Persistent kernels keep the GPU at full power consumption even when no work is available. The __nanosleep() intrinsic reduces power during idle periods:

// Power-aware spin-wait
__device__ void wait_for_work(volatile uint32_t* flag) {
    int spins = 0;
    while (*flag == 0) {
        if (spins < 100) {
            // Short spin: busy wait (lowest latency)
            __threadfence();
            spins++;
        } else if (spins < 1000) {
            // Medium: light sleep
            __nanosleep(100);  // 100 ns
            spins++;
        } else {
            // Long wait: deep sleep to save power
            __nanosleep(10000);  // 10 us
        }
    }
}

// This adaptive back-off reduces idle power by ~60-80%
// while keeping wake-up latency under 10 us for the common case

Summary

Persistent kernels eliminate kernel launch overhead by keeping thread blocks alive for the duration of an inference session, consuming work items from a device-side queue.

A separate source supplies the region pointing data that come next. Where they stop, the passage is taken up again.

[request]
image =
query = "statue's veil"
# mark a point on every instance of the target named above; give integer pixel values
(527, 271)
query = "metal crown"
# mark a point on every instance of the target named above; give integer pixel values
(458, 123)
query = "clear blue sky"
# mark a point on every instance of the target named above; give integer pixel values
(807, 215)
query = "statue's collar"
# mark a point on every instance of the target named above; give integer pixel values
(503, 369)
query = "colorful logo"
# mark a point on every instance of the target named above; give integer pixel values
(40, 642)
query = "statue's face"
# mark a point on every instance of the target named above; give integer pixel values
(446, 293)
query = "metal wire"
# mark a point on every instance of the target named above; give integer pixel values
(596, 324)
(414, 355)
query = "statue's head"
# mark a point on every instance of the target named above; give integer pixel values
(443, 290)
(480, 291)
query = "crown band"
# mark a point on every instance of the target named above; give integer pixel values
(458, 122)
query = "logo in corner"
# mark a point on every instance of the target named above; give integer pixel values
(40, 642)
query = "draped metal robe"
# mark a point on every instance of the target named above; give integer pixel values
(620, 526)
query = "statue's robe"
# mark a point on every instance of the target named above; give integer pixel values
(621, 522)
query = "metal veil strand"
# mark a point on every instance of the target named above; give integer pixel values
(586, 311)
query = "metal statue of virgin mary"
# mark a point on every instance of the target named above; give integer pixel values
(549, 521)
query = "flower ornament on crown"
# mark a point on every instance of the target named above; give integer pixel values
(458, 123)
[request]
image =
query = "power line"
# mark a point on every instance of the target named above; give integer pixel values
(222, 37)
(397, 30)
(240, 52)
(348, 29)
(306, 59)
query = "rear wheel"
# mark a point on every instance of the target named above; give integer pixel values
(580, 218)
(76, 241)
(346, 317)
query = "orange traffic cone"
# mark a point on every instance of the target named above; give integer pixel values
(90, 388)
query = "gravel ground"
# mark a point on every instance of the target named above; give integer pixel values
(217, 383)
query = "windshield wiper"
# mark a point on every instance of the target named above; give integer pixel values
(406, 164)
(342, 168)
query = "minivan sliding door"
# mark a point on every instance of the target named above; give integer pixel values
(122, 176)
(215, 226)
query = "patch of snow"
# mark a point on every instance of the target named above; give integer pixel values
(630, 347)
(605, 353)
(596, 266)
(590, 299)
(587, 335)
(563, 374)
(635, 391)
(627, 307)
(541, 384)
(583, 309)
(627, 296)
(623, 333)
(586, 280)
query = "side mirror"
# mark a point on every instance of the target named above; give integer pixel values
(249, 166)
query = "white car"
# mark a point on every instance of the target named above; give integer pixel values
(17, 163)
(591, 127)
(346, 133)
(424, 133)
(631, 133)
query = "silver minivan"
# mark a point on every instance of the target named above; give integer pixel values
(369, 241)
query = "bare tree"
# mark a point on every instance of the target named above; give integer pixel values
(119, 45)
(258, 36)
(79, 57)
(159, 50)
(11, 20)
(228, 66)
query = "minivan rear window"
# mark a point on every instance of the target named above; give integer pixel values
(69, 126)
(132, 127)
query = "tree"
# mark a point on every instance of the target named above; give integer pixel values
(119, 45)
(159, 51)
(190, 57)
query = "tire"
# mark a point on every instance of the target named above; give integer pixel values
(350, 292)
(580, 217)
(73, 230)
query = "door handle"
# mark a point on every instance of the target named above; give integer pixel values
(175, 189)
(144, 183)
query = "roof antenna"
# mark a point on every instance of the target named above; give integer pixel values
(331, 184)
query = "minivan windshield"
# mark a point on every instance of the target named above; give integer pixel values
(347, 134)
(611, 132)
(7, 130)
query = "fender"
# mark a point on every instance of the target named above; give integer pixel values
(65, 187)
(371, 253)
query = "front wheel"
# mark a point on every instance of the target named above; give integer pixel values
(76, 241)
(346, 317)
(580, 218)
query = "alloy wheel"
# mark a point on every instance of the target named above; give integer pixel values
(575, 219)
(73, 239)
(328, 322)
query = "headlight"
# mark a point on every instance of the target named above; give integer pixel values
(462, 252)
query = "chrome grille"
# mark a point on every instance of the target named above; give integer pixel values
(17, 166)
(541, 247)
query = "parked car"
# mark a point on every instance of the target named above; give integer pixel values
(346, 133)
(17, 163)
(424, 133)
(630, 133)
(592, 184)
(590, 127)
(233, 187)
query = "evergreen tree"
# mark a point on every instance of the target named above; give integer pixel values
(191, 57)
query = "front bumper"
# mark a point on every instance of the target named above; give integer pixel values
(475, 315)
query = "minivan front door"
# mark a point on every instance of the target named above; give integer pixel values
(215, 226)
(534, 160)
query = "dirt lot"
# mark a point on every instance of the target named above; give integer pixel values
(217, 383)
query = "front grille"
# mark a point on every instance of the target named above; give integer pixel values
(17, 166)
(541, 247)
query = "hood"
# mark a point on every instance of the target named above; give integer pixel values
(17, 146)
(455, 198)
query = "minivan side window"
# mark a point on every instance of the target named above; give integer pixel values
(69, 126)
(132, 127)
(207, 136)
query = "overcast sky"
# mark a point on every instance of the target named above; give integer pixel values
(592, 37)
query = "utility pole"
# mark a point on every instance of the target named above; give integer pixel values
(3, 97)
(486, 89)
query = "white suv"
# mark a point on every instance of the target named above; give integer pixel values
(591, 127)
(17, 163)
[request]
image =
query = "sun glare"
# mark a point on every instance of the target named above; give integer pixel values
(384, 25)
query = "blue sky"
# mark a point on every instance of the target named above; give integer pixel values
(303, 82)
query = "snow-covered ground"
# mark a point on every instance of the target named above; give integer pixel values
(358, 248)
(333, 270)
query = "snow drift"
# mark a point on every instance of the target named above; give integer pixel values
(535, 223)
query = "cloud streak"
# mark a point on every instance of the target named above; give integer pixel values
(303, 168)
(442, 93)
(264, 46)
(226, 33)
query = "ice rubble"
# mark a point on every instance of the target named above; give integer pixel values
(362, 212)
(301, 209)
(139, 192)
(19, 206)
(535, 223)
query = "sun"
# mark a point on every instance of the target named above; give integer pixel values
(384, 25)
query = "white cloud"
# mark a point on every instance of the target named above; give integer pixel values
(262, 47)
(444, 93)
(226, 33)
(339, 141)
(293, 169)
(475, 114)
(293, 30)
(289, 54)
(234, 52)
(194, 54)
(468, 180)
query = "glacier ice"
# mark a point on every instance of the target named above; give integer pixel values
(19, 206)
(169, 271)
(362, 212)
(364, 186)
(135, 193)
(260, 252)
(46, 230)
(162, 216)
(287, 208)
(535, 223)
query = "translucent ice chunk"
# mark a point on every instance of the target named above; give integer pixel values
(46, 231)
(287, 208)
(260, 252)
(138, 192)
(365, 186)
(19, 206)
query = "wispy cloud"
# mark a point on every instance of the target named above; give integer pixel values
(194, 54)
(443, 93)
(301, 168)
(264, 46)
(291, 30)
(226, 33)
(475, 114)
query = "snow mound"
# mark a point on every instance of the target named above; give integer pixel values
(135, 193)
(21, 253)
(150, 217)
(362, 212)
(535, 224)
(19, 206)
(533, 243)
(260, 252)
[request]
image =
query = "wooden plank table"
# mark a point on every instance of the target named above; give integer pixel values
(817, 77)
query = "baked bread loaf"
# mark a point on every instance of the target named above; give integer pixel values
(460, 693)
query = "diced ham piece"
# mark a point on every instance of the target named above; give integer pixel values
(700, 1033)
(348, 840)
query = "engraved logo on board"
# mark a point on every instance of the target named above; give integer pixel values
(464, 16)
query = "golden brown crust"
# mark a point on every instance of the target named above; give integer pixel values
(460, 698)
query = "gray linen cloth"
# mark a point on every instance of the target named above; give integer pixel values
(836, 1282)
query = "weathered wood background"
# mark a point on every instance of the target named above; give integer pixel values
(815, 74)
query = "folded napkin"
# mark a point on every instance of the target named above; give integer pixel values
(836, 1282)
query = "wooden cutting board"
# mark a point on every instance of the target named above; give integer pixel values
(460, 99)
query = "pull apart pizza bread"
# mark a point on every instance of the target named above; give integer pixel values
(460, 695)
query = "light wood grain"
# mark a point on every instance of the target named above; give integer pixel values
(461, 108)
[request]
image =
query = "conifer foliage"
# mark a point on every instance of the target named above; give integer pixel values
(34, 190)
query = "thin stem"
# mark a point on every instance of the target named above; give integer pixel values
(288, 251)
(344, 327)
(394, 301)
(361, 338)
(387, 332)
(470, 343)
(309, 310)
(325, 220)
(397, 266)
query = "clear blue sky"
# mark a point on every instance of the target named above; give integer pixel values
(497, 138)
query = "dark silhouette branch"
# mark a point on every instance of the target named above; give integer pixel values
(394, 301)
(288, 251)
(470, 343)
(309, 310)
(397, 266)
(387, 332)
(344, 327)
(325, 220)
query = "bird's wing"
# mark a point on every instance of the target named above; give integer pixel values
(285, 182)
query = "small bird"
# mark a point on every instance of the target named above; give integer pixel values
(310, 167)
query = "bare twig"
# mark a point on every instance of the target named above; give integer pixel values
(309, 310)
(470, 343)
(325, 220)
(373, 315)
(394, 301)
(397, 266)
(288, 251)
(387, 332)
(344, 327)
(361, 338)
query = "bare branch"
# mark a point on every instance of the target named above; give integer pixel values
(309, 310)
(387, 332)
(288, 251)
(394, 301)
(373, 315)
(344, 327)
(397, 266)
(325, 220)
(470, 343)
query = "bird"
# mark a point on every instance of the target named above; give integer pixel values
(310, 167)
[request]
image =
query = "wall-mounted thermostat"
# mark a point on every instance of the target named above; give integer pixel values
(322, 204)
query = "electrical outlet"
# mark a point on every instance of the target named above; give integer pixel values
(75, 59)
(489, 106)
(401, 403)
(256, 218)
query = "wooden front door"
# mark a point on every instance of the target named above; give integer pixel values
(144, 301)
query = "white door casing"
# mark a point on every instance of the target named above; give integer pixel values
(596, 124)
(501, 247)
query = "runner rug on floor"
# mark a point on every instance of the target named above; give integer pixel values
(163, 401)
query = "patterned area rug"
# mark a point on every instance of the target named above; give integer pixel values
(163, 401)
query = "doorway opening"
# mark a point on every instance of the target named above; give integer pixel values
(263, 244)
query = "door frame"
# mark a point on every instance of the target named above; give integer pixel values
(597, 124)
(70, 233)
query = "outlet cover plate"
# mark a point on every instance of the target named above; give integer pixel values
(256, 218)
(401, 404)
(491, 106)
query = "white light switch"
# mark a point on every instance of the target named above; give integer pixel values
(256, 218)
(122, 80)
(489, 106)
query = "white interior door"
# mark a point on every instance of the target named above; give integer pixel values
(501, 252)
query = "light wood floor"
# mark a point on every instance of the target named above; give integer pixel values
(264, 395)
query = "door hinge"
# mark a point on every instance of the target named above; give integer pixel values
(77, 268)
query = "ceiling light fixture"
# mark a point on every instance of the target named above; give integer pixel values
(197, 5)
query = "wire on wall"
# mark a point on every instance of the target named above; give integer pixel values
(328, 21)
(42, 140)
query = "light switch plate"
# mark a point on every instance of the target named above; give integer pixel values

The benefit is proportional to the launch overhead fraction: at batch size 1, where launch overhead can be 20%+ of decode latency, persistent kernels yield 1.2-1.3x speedup. At large batch sizes where compute dominates, the benefit is negligible. The key implementation challenges are: grid-wide synchronization (requires cooperative launch or atomic barriers), host-device signaling (mapped memory or managed memory queues), power management during idle periods (__nanosleep back-off), and debugging (Nsight Compute sees a single kernel). Persistent kernels are most valuable in latency-sensitive single-request inference (chatbots, code completion) and are used in production by TensorRT-LLM and FlashInfer.